Tim Watson

Profile
- Position: Defensive tackle

Personal information
- Born: December 23, 1974 (age 51)
- Listed height: 6 ft 4 in (1.93 m)
- Listed weight: 290 lb (132 kg)

Career information
- High school: Mainland (Linwood, NJ)
- College: Rowan
- NFL draft: 2000: 6th round, 185th overall pick

Career history
- Seattle Seahawks (2000);

= Tim Watson (defensive tackle) =

American football player (born 1974)

Tim Watson (born December 23, 1974) is an American former football defensive tackle in the National Football League (NFL) for the Seattle Seahawks. He played college football at Maryland for three seasons until he was dismissed from the team for academic reasons. Watson would later play football at Rowan University and was drafted in the sixth round of the 2000 NFL draft.
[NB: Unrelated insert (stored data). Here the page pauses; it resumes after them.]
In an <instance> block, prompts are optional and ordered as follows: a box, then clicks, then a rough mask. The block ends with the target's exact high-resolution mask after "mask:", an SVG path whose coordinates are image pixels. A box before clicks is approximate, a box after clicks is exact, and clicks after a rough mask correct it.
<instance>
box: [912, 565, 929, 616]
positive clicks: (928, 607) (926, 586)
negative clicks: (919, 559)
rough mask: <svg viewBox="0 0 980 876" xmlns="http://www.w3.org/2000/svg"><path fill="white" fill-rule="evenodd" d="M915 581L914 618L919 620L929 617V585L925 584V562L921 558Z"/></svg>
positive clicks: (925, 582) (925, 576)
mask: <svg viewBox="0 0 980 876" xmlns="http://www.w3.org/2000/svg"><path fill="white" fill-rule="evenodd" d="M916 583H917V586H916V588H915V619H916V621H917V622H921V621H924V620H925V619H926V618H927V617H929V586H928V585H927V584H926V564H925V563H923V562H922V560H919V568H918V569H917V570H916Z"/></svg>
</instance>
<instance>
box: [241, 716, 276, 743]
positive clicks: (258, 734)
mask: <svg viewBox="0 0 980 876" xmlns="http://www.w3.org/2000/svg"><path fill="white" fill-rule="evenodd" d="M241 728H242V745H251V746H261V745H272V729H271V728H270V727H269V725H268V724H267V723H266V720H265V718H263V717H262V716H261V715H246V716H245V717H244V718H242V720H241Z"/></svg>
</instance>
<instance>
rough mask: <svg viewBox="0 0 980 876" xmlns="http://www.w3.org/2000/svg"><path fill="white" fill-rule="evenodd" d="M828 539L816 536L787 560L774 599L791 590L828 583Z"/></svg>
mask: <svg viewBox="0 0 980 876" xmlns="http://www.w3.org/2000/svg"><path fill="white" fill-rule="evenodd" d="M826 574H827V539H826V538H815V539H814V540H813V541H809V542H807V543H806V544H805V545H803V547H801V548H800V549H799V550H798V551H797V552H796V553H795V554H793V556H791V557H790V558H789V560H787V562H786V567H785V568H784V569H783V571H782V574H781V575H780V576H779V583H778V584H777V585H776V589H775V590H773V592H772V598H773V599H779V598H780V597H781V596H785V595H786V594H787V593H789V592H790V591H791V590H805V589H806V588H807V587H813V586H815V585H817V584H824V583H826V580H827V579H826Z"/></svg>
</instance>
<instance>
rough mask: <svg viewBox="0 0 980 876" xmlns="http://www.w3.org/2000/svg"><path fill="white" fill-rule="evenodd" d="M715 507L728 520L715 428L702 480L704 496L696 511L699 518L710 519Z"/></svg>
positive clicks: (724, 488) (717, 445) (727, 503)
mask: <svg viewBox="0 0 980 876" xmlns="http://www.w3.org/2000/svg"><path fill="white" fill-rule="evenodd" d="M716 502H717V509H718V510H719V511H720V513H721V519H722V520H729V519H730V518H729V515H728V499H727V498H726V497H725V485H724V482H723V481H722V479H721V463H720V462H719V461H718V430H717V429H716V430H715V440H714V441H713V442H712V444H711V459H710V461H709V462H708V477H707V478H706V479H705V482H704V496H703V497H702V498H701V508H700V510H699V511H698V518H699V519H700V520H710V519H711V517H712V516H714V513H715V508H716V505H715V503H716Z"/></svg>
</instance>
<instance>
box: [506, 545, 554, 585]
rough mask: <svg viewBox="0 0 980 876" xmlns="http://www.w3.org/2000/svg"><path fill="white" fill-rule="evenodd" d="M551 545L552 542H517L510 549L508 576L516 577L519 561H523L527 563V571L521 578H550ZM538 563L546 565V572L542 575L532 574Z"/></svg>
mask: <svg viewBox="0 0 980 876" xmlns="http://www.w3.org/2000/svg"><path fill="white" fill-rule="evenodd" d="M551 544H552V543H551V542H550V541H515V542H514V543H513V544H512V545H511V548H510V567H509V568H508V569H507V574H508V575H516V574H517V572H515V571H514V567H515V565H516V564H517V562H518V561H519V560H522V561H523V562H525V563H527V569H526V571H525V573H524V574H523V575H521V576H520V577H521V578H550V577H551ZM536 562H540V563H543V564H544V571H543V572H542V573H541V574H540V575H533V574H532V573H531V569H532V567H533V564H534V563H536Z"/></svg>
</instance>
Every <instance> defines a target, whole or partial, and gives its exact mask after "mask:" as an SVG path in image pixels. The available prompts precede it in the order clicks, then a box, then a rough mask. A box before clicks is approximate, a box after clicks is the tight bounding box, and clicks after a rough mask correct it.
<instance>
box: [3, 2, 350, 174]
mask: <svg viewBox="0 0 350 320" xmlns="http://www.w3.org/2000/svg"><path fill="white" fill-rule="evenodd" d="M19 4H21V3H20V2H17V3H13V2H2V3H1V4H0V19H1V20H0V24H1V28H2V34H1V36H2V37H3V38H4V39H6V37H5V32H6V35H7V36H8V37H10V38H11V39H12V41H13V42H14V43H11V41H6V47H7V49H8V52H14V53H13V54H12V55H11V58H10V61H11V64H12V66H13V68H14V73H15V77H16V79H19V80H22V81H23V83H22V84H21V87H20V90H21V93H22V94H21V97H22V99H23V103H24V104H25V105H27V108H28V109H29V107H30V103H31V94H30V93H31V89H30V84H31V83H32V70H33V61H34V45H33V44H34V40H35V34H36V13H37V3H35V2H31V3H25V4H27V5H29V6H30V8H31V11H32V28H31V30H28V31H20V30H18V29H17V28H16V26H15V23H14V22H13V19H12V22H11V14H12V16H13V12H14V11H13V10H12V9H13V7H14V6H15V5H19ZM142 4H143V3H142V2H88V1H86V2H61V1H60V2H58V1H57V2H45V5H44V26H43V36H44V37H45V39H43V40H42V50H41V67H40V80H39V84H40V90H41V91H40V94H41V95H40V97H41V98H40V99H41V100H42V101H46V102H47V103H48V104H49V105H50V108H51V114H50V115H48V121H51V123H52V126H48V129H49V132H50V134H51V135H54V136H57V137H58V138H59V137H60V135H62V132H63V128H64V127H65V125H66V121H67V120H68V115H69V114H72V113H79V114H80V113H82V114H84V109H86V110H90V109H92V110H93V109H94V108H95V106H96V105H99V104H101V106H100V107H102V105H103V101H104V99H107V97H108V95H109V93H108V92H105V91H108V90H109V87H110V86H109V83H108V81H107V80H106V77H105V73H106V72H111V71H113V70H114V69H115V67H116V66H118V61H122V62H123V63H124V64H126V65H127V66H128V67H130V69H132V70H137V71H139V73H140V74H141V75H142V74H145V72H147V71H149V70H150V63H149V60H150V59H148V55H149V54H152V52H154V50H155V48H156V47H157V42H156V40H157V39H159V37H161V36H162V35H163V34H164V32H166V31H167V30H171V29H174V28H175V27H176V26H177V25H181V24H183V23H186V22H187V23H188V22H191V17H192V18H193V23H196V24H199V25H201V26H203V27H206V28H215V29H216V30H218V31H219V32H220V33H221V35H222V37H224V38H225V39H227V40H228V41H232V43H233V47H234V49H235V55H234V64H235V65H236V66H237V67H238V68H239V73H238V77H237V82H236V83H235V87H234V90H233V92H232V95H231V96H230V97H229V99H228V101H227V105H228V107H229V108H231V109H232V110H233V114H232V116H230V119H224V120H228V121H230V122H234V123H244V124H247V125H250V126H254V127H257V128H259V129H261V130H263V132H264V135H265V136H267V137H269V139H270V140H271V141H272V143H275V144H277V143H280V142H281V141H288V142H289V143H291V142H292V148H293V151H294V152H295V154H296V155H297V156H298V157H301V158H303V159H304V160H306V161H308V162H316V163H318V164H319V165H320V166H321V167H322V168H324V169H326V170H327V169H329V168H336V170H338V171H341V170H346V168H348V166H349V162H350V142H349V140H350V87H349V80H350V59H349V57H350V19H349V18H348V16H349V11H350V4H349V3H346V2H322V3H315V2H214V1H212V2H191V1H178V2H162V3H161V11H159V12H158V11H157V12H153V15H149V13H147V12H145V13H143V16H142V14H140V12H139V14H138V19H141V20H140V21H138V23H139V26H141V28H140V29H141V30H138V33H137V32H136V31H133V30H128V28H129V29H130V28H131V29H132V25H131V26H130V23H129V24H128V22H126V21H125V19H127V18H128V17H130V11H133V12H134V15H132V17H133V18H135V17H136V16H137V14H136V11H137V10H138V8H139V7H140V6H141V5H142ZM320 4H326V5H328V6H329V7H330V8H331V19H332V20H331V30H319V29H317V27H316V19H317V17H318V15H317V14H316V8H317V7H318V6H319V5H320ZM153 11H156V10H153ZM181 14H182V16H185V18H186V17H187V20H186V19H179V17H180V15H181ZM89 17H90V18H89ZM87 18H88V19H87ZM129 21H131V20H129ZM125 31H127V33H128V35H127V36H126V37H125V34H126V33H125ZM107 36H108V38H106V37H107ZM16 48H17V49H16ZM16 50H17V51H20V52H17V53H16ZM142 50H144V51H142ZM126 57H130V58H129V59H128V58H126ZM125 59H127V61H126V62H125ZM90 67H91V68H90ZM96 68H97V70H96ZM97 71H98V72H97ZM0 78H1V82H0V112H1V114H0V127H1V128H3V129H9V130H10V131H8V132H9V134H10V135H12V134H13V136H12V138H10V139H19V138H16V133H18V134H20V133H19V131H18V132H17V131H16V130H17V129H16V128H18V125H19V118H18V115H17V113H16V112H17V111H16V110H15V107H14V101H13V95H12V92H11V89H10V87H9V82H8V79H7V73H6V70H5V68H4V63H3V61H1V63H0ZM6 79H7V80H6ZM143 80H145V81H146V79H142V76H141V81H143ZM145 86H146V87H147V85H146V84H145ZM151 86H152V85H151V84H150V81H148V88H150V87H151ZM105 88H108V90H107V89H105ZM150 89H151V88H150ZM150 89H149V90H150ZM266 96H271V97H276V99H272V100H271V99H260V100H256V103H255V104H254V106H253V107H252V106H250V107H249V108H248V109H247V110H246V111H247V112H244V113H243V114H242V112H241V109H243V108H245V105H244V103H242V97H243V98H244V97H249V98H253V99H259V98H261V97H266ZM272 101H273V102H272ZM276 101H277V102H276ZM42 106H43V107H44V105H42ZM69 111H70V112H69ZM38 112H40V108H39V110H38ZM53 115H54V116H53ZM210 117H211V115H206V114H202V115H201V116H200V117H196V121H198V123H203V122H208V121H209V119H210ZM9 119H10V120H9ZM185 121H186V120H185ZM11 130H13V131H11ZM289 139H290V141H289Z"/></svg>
During training camp in his rookie season Watson suffered a lacerated knee as the result of slipping on a practice sled. The practice sled had an exposed hook which managed to rip off two inches of cartilage from Watson's left knee. He was then placed on injured reserves for the entire 2000 season and waived prior to the start of the 2001 season. Watson sued the Seahawks organization claiming the team deliberately injured him. In March 2005 a state court of appeals denied a motion for a trial citing a lack of evidence. In 2017 Watson said he held no ill resentment for the Seahawks organization and was appreciative of the opportunity they gave him.